1. Re:What the? by thegarbz · 2016-11-23 21:26 · Score: 3, Insightful
  
  even barometric altitude information
  I'm interested to know how you calibrate your barometric altitude information, and even more so what vacuum followed by a sudden atmospheric entry will do to such a sensor.
  If I'm going to take a guess I'd so no, an instrument capable in operating that range of pressures, temperatures, vibration, etc is not the size of a thumbnail weighing a gram.
2. Re:What the? by Ihlosi · 2016-11-24 03:08 · Score: 2
  
  I know weight and volume are at a premium on such craft but a barometric sensor (even one capable of operating in Mars's rarefied atmosphere, is the size of a thumbnail and weighs just a fraction of a gram.
  Even one that works at the velocity encountered during atmospheric entries?
  Sounds like you're suggesting putting a Pitot tube on a space probe ...
Oops by wonkey_monkey · 2016-11-23 20:38 · Score: 4, Funny

Should've used metric seconds.

--
systemd is Roko's Basilisk.
Re:Ariane 5 by Anonymous Coward · 2016-11-23 21:07 · Score: 3, Informative

> ...control software spat an Ada stack trace over a line...
Eh, no.

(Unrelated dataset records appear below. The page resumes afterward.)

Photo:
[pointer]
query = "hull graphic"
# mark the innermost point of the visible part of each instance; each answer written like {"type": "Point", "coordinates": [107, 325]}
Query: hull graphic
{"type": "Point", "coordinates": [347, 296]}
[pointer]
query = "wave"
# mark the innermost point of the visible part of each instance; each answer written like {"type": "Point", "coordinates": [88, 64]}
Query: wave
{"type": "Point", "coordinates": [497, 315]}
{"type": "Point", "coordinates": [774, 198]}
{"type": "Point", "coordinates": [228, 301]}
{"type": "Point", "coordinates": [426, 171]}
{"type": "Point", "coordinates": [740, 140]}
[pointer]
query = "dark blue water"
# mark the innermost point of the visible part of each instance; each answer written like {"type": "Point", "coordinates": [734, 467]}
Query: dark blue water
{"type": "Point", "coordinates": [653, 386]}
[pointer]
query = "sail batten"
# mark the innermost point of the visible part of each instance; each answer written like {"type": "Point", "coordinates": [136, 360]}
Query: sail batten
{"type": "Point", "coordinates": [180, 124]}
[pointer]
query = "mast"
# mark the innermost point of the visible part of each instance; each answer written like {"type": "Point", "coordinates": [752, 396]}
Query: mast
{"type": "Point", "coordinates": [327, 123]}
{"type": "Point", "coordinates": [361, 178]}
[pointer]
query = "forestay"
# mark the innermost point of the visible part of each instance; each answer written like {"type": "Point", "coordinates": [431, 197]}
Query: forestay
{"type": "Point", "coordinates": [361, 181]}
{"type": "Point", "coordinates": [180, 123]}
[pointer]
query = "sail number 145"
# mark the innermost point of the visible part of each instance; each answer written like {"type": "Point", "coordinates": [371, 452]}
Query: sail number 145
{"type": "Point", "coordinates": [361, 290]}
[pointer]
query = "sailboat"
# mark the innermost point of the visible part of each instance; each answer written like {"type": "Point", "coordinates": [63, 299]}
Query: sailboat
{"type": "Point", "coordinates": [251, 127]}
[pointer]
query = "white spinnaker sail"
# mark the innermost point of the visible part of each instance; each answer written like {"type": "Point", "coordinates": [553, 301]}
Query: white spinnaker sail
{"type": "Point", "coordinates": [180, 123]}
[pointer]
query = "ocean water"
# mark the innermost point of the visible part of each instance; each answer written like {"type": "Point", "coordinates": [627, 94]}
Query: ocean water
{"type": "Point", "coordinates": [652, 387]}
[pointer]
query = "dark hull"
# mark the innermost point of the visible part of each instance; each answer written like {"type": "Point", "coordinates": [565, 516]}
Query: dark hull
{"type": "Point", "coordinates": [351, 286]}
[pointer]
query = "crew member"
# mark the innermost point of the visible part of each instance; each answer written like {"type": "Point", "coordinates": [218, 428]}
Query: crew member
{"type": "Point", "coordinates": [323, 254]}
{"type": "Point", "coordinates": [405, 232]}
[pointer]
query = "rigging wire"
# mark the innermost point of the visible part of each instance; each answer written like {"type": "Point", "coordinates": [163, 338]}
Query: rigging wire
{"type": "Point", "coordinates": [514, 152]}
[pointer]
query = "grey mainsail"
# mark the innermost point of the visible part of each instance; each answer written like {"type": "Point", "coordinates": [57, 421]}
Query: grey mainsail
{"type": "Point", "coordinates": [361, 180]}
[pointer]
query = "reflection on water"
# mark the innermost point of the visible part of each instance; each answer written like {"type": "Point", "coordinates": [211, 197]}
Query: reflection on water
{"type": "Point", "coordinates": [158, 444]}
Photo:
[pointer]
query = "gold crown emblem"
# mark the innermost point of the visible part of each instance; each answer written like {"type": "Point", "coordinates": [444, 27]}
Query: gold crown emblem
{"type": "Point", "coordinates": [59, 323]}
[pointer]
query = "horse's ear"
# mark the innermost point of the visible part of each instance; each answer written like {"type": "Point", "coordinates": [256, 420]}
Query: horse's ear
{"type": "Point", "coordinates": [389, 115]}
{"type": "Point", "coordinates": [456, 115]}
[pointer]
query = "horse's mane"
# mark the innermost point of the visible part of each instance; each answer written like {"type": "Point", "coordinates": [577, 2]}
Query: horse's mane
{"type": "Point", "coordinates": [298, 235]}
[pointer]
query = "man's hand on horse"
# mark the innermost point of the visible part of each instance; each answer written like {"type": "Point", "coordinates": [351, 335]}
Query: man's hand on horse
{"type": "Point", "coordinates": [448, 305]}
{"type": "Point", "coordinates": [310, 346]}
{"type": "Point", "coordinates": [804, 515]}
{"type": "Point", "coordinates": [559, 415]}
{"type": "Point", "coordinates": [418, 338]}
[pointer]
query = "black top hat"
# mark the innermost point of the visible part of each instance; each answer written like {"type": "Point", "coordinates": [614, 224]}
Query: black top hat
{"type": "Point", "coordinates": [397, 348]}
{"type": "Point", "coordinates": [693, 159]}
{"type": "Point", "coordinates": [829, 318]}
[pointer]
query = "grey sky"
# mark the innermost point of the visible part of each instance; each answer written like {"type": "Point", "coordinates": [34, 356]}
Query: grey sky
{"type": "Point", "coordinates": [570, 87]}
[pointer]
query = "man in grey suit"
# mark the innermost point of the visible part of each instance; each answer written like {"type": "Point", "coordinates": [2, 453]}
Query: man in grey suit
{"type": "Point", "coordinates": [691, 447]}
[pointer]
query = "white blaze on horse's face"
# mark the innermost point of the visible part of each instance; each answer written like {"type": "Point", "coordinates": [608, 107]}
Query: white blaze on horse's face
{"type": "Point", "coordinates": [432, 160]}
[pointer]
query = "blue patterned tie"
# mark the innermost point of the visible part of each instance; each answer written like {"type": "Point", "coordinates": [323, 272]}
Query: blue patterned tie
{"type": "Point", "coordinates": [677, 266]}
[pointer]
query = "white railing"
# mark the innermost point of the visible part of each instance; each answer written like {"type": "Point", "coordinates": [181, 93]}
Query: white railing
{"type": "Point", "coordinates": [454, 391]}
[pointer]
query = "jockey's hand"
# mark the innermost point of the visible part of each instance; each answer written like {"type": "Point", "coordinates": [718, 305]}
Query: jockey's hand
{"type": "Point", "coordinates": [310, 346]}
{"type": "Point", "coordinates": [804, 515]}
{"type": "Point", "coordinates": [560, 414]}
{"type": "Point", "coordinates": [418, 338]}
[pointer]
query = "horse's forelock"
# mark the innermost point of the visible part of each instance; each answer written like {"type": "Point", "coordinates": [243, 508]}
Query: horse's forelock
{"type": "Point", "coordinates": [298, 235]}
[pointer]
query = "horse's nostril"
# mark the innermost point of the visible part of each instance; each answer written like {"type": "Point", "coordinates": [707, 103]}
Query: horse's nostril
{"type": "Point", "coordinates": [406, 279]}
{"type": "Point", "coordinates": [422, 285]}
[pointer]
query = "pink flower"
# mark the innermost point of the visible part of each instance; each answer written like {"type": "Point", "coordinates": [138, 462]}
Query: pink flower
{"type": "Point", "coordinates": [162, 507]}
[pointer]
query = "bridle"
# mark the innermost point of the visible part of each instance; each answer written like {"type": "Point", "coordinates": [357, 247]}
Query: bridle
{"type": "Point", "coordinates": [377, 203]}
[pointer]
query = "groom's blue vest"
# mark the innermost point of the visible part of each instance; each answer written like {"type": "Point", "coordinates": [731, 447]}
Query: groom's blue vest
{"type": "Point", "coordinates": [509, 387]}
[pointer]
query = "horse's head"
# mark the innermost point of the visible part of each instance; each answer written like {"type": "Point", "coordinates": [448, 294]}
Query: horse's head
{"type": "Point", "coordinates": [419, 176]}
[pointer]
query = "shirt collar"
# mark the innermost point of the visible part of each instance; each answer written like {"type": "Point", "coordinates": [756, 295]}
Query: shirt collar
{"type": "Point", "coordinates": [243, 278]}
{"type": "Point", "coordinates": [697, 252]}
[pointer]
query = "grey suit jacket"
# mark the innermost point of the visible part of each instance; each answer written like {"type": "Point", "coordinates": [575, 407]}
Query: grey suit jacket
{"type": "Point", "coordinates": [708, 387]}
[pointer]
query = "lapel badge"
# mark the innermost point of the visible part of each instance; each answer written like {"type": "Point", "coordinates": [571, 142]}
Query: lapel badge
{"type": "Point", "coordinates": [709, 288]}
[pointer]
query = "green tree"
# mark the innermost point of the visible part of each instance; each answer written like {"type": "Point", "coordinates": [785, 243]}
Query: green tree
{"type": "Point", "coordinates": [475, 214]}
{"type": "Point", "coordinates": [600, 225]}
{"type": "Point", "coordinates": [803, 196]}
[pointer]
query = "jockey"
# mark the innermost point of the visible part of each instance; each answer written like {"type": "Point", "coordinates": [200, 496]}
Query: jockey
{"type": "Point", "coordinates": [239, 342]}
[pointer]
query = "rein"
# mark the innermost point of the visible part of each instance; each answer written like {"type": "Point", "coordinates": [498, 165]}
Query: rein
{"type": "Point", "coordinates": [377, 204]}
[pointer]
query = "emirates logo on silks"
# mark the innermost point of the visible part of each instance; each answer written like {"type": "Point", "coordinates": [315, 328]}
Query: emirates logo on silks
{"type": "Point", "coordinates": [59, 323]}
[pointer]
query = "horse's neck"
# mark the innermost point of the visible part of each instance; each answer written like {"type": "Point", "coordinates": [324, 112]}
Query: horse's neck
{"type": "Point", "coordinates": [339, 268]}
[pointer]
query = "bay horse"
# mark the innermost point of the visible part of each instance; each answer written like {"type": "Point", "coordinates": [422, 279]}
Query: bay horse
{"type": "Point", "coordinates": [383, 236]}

The failure of the INS's control software caused the INS to send diagnostic data (rather than sensor data) to the control systems, which then did what they _thought_ they were being commanded to do.
None of the code in the system was modified in flight.
Calculations were prescient by tomhath · 2016-11-24 00:04 · Score: 2

FTFA:

"[T]he erroneous information generated an estimated altitude that was negative," ESA said.
Which resulted in an actual altitude that was negative.
Open Source? by Midnight+Thunder · 2016-11-24 01:19 · Score: 2

I wonder whether making the source code of these probes available to the public, for vetting would help spot bugs like these? I am also curious whether releasing the code would be problematic for any reason?

--
Jumpstart the tartan drive.
Re: In retrospect by turbidostato · 2016-11-24 10:27 · Score: 2

And then, what? Should it take an "instantenous" decision about what to do next?
Sanity checking code by presidenteloco · 2016-11-24 14:21 · Score: 2

So say they're doing some kind of weighted average of an altitude computation from the inertial navigation unit and an altitude computation from the doppler radar altimeter.
They should have some code in there saying: If these two values that we're averaging are wildly off from each other, let's not take the average. Instead, let's go into some exception handling code which uses some kind of heuristic (and a little time perhaps) to determine which of the two instruments should become the solely trusted source of the altitude value.
Sounds like a lack of hazard analysis / fault tree analysis and or fault-tolerant design in the design process.

--

Where are we going and why are we in a handbasket?